And so we see that Chaplin, nearly forty decades after his death, maintains his high critical reputation — while also having enjoyed the absolute height of movie-stardom back in the silent era. Vanishingly few artists of any kind manage to combine such blockbusting commercial success with such flying-colors critical success. That alone might give you good enough reason to plunge into Chaplin’s filmography, but know that you can begin that cinematic adventure for free right here on Open Culture in our archive of more than 60 Charlie Chaplin films on the web.
There you’ll find short comedies like 1914’s Kids Auto Race at Venice, which introduced his famous penniless protagonist "The Tramp"; the following year’s The Tramp, which made it into a phenomenon; 1919’s Sunnyside, in which we find out what happens when Chaplin’s gracefully hapless comedic persona winds up on the farm; and 1925’s The Gold Rush, the film Chaplin most wanted to be remembered for.

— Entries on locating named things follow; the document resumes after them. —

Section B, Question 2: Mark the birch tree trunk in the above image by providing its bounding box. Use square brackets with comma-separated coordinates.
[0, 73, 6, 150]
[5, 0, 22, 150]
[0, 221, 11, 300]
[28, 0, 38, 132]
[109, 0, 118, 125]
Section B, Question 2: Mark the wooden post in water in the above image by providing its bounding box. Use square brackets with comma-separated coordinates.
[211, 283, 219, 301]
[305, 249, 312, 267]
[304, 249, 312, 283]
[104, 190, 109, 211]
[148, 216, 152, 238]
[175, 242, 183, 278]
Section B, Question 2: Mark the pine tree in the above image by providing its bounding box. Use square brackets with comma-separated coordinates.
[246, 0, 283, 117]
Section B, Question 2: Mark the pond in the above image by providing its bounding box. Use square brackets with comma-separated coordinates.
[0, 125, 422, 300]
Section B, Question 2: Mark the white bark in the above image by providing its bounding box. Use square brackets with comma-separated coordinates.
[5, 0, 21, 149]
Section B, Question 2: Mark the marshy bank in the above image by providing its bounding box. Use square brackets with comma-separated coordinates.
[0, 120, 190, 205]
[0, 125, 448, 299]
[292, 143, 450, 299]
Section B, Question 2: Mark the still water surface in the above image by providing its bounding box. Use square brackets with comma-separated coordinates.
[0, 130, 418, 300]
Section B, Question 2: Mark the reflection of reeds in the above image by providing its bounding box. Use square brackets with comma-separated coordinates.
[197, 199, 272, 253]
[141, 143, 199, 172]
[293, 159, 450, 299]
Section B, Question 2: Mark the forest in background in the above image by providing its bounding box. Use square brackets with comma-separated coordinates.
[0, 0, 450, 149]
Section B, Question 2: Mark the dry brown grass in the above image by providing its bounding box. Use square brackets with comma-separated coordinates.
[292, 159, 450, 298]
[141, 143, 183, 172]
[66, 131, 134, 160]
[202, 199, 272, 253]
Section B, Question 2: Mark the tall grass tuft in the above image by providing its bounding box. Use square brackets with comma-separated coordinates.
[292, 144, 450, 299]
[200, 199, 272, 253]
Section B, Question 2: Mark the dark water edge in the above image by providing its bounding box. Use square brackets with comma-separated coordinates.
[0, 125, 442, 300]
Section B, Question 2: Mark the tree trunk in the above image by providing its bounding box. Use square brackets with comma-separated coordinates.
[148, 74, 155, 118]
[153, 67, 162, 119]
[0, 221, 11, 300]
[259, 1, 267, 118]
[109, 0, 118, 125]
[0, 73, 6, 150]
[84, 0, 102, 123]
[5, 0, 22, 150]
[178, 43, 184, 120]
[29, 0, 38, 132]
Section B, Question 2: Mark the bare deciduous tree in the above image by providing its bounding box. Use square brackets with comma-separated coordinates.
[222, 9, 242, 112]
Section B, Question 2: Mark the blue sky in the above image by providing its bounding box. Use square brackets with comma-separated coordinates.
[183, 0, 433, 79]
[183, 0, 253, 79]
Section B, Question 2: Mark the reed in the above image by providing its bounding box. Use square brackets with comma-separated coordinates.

But though Chaplin’s oeuvre couldn’t be easier to start watching and laughing at, coming to appreciate the full scope of his craft — in the way that the critics quoted above have spent careers doing — may take time. After all, the man made 80 movies over his 75-year entertainment career, a kind of productivity that, even leaving the considerable artistry aside, cinema may never see again. You can dive into our collection of Chaplin films here.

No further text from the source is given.